Hobbemastraat, Amsterdam, 2024
In mijn zoektocht naar een fotografische stijl heb ik veel naar het werk van andere fotografen gekeken. Monografieën lenen zich daar goed voor omdat je dan van een fotograaf verschillende foto’s met elkaar kunt vergelijken. Dus niet: vind ik deze foto mooi? Nee, de vraag is, wat zijn de overeenkomsten, wat is de signatuur, kan ik de handtekening van de maker herkennen. Bij het ‘bestuderen’ van straatfotografen valt het mij op dat de fysieke afstand van de fotograaf ten opzichte van zijn onderwerp een bruikbare manier is om straatfotografen in ‘hokjes’ te ordenen.
Ik heb zelf weinig affiniteit met het hedendaagse genre van wat je ‘candid camera’ zou kunnen noemen.

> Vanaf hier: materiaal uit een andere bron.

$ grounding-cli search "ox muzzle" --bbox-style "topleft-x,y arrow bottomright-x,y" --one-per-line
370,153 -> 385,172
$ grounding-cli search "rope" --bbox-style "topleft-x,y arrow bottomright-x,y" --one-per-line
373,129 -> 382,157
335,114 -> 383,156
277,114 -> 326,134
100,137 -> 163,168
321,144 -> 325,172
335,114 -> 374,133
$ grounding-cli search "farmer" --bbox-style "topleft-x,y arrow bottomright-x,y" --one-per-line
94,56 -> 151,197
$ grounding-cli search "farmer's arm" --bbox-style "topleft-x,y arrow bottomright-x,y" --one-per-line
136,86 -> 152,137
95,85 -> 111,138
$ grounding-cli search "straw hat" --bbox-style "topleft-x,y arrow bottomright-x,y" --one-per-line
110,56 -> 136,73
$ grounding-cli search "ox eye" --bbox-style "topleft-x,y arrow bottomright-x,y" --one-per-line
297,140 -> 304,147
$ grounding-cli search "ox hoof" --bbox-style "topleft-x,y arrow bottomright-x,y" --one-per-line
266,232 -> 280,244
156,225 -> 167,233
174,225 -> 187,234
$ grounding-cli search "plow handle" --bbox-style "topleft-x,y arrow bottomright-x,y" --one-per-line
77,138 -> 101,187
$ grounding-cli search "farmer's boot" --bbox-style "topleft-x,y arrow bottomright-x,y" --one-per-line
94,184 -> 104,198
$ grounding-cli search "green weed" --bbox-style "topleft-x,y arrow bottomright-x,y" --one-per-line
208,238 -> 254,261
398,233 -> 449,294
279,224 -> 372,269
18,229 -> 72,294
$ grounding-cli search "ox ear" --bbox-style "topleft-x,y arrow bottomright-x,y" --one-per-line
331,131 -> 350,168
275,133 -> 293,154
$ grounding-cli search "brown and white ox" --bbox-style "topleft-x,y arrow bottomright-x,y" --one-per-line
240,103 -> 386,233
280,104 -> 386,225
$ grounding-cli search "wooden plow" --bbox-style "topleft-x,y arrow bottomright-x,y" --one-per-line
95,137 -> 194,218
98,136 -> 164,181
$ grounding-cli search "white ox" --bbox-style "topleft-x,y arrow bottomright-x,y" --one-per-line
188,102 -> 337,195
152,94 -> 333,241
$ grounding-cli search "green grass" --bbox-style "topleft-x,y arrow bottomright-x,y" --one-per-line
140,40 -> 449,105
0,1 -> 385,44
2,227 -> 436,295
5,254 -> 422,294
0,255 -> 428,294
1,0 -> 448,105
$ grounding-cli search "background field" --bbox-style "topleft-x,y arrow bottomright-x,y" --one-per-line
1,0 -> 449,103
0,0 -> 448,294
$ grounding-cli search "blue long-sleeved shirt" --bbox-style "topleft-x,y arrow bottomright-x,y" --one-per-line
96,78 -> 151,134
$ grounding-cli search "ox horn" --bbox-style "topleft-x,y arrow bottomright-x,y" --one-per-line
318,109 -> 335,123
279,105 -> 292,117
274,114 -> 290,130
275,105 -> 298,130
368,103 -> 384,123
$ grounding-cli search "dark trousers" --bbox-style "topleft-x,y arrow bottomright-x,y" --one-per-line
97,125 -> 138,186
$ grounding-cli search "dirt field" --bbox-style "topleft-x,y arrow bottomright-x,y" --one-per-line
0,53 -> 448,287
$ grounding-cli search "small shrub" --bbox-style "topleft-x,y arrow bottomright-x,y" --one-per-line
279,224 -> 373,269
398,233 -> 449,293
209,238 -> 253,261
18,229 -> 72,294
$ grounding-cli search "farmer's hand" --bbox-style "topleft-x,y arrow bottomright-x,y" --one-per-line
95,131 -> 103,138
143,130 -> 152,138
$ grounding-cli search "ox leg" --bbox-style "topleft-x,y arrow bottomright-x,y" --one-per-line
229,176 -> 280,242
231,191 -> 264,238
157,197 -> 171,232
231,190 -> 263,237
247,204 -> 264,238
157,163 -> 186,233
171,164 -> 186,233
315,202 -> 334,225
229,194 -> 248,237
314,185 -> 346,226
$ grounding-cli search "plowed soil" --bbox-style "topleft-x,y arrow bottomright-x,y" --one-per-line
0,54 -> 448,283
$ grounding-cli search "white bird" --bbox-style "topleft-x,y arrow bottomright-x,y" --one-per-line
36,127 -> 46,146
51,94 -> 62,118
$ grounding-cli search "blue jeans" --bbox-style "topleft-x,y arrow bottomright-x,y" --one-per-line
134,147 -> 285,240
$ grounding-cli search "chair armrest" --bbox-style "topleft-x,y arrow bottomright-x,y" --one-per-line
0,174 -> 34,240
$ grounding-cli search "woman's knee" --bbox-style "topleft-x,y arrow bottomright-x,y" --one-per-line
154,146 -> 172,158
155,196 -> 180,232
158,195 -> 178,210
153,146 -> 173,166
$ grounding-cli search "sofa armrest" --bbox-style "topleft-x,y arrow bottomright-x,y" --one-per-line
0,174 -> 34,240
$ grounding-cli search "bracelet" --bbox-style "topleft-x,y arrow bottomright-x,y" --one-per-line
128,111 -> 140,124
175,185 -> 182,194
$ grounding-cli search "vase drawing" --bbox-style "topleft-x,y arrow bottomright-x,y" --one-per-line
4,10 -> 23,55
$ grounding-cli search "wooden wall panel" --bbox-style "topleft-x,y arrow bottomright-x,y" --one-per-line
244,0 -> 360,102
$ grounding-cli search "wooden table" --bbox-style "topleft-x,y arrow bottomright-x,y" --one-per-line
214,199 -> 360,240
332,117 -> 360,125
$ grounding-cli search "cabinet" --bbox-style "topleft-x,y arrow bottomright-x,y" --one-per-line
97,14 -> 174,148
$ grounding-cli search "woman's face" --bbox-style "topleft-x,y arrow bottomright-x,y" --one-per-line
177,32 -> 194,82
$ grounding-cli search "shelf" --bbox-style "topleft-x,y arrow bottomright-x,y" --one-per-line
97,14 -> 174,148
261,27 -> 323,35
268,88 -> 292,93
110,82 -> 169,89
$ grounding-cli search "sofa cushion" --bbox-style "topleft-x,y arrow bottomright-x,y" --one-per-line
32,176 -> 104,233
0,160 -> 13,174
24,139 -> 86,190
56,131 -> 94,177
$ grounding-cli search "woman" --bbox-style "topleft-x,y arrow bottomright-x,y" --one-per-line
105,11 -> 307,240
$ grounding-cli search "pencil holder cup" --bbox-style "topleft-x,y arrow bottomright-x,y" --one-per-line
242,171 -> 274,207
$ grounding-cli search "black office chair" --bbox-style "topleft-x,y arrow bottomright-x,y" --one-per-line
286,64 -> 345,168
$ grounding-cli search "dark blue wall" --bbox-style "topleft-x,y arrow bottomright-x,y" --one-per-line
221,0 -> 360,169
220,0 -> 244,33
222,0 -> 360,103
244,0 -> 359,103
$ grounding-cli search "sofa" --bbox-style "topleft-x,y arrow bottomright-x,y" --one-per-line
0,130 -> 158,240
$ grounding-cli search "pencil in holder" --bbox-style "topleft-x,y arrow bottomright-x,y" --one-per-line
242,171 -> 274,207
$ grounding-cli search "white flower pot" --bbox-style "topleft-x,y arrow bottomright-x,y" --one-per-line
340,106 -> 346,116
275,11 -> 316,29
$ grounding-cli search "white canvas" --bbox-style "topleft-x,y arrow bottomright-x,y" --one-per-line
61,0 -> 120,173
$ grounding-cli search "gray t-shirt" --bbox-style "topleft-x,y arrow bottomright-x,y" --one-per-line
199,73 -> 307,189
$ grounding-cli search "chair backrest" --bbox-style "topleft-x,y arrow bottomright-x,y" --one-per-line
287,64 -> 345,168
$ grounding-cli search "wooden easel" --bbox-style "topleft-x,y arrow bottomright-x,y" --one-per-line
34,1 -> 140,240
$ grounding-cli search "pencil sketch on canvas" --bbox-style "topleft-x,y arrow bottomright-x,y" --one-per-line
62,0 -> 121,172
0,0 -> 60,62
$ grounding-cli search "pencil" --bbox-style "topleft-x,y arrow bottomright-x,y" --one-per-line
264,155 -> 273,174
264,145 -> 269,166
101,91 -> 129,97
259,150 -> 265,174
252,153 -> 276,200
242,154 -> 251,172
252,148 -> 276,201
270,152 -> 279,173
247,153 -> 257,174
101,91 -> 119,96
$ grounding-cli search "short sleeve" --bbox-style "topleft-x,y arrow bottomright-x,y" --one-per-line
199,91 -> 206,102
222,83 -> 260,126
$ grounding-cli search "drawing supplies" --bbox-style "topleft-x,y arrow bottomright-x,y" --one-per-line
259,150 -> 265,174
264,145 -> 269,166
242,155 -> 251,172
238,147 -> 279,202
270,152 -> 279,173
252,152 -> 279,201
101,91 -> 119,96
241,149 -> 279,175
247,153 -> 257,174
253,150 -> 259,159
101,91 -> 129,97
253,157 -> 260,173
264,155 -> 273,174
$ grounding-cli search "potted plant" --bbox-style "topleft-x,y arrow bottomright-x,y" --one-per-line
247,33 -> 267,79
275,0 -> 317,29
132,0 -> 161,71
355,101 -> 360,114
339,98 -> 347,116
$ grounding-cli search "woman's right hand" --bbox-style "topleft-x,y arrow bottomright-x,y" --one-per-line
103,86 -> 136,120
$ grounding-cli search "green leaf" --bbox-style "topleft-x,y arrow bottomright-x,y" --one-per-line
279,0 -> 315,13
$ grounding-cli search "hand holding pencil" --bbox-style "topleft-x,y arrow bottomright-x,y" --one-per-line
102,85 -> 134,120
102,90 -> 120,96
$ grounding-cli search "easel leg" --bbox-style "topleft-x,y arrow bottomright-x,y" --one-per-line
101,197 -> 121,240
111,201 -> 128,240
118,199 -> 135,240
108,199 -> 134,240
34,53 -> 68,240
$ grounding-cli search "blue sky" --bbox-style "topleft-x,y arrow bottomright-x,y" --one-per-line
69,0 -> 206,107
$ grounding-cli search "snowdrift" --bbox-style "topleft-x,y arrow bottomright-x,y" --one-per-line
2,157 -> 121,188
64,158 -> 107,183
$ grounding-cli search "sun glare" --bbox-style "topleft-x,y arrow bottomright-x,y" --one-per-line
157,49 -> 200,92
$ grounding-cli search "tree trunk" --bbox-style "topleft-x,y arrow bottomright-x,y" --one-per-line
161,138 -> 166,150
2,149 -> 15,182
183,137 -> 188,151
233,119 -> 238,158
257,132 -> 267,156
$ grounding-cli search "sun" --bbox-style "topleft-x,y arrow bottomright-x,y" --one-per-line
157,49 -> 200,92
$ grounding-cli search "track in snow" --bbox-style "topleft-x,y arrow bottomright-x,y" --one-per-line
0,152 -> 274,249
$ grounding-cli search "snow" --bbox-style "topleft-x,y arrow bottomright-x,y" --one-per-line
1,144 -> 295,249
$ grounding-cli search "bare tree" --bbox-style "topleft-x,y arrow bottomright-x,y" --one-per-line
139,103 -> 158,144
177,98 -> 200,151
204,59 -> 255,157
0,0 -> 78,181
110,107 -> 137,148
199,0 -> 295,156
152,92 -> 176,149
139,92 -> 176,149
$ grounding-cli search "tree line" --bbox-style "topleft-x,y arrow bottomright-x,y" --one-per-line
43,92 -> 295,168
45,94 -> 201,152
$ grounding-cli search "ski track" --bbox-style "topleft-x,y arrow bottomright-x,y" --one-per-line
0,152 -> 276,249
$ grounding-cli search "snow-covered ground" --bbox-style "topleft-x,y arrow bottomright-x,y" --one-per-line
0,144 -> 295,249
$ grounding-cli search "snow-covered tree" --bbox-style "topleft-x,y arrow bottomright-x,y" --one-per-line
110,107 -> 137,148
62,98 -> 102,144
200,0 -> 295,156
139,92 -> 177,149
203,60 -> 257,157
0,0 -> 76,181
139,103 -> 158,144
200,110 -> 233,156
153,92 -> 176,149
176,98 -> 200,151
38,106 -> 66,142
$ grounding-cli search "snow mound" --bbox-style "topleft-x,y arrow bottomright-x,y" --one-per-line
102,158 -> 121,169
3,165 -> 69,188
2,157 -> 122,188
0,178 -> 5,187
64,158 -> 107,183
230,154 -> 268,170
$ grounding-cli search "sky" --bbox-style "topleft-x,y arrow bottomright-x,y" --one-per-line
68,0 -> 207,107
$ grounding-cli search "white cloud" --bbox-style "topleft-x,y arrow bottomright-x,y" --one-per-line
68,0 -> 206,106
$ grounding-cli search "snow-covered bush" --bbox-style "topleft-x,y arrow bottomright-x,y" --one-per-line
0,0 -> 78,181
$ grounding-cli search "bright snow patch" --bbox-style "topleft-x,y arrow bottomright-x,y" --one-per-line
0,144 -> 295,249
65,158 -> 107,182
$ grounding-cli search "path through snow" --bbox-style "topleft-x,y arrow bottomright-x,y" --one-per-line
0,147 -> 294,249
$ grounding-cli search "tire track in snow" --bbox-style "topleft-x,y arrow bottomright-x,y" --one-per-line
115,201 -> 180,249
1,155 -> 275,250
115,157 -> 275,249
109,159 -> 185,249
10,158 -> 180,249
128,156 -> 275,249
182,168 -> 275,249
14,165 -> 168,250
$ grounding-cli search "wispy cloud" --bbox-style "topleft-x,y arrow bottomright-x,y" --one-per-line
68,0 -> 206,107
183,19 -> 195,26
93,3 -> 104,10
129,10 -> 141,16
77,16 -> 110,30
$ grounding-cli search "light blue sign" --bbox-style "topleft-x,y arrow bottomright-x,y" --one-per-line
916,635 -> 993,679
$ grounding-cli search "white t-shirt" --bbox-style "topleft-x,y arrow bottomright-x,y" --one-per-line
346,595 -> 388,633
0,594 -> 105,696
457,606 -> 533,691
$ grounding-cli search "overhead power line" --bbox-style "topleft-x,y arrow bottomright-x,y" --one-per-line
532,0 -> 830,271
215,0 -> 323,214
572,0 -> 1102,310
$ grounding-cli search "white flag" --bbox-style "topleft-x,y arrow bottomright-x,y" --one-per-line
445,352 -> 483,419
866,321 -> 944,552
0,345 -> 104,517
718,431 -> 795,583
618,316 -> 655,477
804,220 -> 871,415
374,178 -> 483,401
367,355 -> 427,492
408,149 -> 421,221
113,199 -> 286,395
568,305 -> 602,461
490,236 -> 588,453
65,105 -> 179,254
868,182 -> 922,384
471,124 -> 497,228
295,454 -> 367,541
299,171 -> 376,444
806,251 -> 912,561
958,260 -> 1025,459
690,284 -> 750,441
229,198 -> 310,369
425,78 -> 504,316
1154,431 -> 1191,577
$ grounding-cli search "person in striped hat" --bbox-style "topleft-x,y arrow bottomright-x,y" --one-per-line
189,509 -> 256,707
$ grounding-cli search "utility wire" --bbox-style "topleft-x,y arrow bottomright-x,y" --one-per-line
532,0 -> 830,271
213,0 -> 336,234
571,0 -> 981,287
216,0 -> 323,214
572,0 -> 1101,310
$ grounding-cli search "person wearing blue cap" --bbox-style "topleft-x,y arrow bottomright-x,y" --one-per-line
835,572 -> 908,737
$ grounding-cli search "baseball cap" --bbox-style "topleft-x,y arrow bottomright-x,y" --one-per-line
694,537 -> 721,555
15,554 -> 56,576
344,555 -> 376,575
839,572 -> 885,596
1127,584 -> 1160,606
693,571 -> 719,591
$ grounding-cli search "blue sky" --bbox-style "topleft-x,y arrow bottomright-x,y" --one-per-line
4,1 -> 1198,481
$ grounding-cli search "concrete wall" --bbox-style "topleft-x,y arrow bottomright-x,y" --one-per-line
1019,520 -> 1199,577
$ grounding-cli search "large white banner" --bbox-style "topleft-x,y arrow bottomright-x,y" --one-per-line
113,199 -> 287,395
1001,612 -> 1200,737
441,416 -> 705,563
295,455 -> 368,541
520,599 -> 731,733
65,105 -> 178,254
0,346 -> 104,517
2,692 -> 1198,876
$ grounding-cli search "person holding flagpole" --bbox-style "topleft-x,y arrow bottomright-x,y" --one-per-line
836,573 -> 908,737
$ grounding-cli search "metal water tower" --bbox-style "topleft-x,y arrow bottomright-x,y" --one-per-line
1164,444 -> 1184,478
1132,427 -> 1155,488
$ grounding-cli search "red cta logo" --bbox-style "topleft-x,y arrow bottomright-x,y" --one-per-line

Dicht op de voorbijganger zitten, de camera in zijn gezicht duwen en dan afdrukken. Het liefst met wat flitslicht om een kunstzinnig effect te bereiken. De Amerikaanse fotograaf Bruce Gilden is er beroemd mee geworden. Garry Winogrand deed hetzelfde, maar dan zonder flitser. Bij deze straatfotografen is de ‘mens’ prominent in beeld en verdwijnt de stad als achtergrond. De straat zelf is inwisselbaar voor elke willekeurige andere straat. Dat verandert als je meer afstand neemt. De Amsterdamse straatfotograaf Theo Niekus is daarvan een Nederlandse exponent, net als de door mij bewonderde Ed van der Elsken. Wat wij als kijker zien is dat de mens als onderwerp even belangrijk is als de achtergrond. Bij de van oorsprong Duitse fotograaf Thomas Struth is de afstand nog groter geworden en hij neemt het deze van de straatfotografie zelfs letterlijk: hij fotografeert de straat. De mens zelf is geen onderwerp meer. Ze komen er amper nog op voor.
Door meer afstand te nemen wordt het beeld volgens mij interessanter. Er valt ook meer te zien. En dat is voor de kijker weer leuk.